Early one morning, Genghis Khan and some of his companions mounted their horses to go hunting. With him was his favorite falcon. Although Genghis Khan and his men were usually successful in their hunting, today they found no prey. Even the falcon, who could see further afield than its human master, could find no animals to hunt.
By evening the great Genghis Khan was so disappointed that he sent his companions back to camp; he did not wish to take his frustration out on them. As his men departed, Genghis Khan decided to continue into the forest. He was exceedingly thirsty; throughout that long, fruitless hunt he had drunk only the little water he had carried in his flask. Now he hoped to find a river.
But before he had gone too far he came across a large rock from which water was dripping. Overwhelmed now by his thirst he took out the silver cup he always carried and held it under the flow. When the cup was a little more than half full he brought it to his lips, but before he could drink the falcon, who had been circling overhead, suddenly dove, hitting the cup and spilling the water.
Genghis Khan was annoyed. He yelled a command at the falcon and then turned to fill his cup again. But as he raised his cup for the second time the falcon again attacked. Each time he tried to drink, his falcon would fall from the sky and knock his cup to the forest floor.
Genghis Khan flew into a rage. He cursed at the falcon, and even told it that although it was a beloved pet he would kill it if it attacked again. And aside from the anger he felt at the falcon’s attacks, in the back of his mind the great warlord worried that his men would see him unable to control his bird and find him weak.
The next time Genghis Khan held his silver cup under the dripping water he drew his sword. As soon as the falcon swooped Genghis Khan reached upward and skewered the bird. The falcon died instantly. When Genghis Khan turned his attention back to the rock—he had yet again spilled his water—he saw that the water was no longer dripping.
Angry, the emperor took his cup and climbed the rock, seeking the spring from which the water had come. How surprised he was when he saw the spring filled with poisonous snakes. If Genghis Khan had drunk the contaminated water he would have died immediately. The falcon had proven his well-wisher and saved his life.

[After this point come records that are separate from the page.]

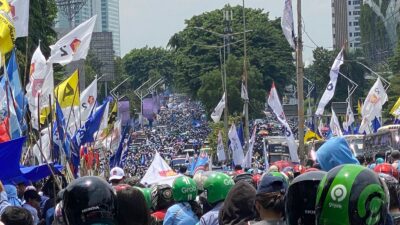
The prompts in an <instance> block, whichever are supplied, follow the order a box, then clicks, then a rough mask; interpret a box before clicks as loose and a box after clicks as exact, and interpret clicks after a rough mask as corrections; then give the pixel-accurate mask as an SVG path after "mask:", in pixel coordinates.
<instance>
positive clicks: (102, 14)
mask: <svg viewBox="0 0 400 225" xmlns="http://www.w3.org/2000/svg"><path fill="white" fill-rule="evenodd" d="M57 2H62V1H60V0H59V1H57ZM66 2H67V1H66ZM62 11H63V10H60V8H59V10H58V15H57V23H56V25H55V28H56V31H57V32H58V33H59V34H60V36H62V35H64V34H65V33H67V32H68V31H70V30H71V27H70V25H69V22H68V19H67V17H66V16H65V15H64V14H63V12H62ZM93 15H97V21H96V25H95V28H94V30H93V32H111V33H112V39H113V46H112V49H113V50H114V55H115V56H121V47H120V30H119V0H86V2H85V5H84V6H83V7H82V8H81V9H80V10H79V12H78V13H76V15H75V16H74V18H73V21H72V24H71V25H72V27H76V26H77V25H79V24H80V23H82V22H84V21H86V20H87V19H89V18H90V17H92V16H93Z"/></svg>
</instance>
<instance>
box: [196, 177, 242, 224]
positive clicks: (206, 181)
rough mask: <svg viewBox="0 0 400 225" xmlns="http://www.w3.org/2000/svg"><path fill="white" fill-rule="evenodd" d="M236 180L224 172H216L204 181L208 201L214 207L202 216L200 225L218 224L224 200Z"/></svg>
mask: <svg viewBox="0 0 400 225" xmlns="http://www.w3.org/2000/svg"><path fill="white" fill-rule="evenodd" d="M233 185H235V182H234V181H233V179H232V178H231V177H229V176H228V175H226V174H224V173H214V174H212V175H211V176H209V177H208V178H207V180H206V181H205V182H204V191H205V195H206V197H207V201H208V203H210V205H211V206H212V207H213V208H212V209H211V210H210V211H209V212H207V213H206V214H204V215H203V216H202V217H201V218H200V225H218V224H219V222H218V215H219V210H220V209H221V207H222V205H223V202H224V200H225V198H226V196H227V195H228V193H229V191H230V190H231V188H232V187H233Z"/></svg>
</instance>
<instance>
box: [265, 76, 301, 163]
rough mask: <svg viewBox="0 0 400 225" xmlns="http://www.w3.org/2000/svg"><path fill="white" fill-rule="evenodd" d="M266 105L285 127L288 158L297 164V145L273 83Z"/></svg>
mask: <svg viewBox="0 0 400 225" xmlns="http://www.w3.org/2000/svg"><path fill="white" fill-rule="evenodd" d="M268 105H269V107H271V109H272V111H274V113H275V115H276V117H277V118H278V120H279V122H281V124H282V125H283V126H284V127H285V137H286V140H287V144H288V147H289V153H290V158H291V160H292V162H299V156H298V154H297V144H296V142H295V140H294V136H293V132H292V129H290V126H289V124H288V123H287V121H286V117H285V113H284V112H283V108H282V105H281V101H280V100H279V96H278V92H277V91H276V88H275V83H272V87H271V91H270V92H269V97H268Z"/></svg>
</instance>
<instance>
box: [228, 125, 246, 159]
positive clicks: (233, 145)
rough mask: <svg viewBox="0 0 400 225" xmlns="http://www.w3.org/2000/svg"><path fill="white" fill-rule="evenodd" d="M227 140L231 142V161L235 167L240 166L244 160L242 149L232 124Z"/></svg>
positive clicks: (234, 127) (229, 130)
mask: <svg viewBox="0 0 400 225" xmlns="http://www.w3.org/2000/svg"><path fill="white" fill-rule="evenodd" d="M228 137H229V140H230V141H231V144H230V148H231V150H232V159H233V162H234V163H235V165H242V164H243V159H244V153H243V147H242V144H241V143H240V139H239V136H238V134H237V130H236V126H235V124H232V126H231V128H230V129H229V132H228Z"/></svg>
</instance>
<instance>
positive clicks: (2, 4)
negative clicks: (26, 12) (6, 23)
mask: <svg viewBox="0 0 400 225" xmlns="http://www.w3.org/2000/svg"><path fill="white" fill-rule="evenodd" d="M10 9H11V7H10V4H8V1H7V0H0V10H1V11H4V12H6V13H9V12H10Z"/></svg>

Realizing this, Genghis Khan began to cry. He returned to the rock and found the dead falcon. Lifting it to his chest, he kissed it and carried it back to camp. Later, he ordered his goldsmiths to cast the falcon’s image in gold with its wings spread. On one of the wings Genghis Khan had the following line engraved: „Whatever is done out of anger leads only to ruin.“ On the second, „A well-wisher is always a well-wisher—even when we don’t see how his deeds are in our interest.“
I don’t know how much this experience changed Genghis Khan’s policies, but I do know that he became wiser toward the end of his life. I shared this story because I feel the two sentences engraved on the falcon’s wings are important for us—especially the second one.
Today is Srila Prabhupada’s disappearance day. I am sitting on an island in the Adriatic and thinking about Prabhupada’s mercy on me. He signed all his letters „Your ever well-wisher.“ On this day I am meditating on all the wonderful advantages he has given me: the holy name, my connection to Krishna, the enthusiasm in my heart to reach the Divine Couple, an understanding that love of God is the highest aim of life, and the hope that one day I may attain it. He really is my ever-well-wisher—even though I may not understand everything he did or said. But he has proven his well-wishing nature, and I have engraved the many examples of his mercy on my feeble heart.
Thank you, Srila Prabhupada, for not only saving me but for giving me the wings to fly to the spiritual world.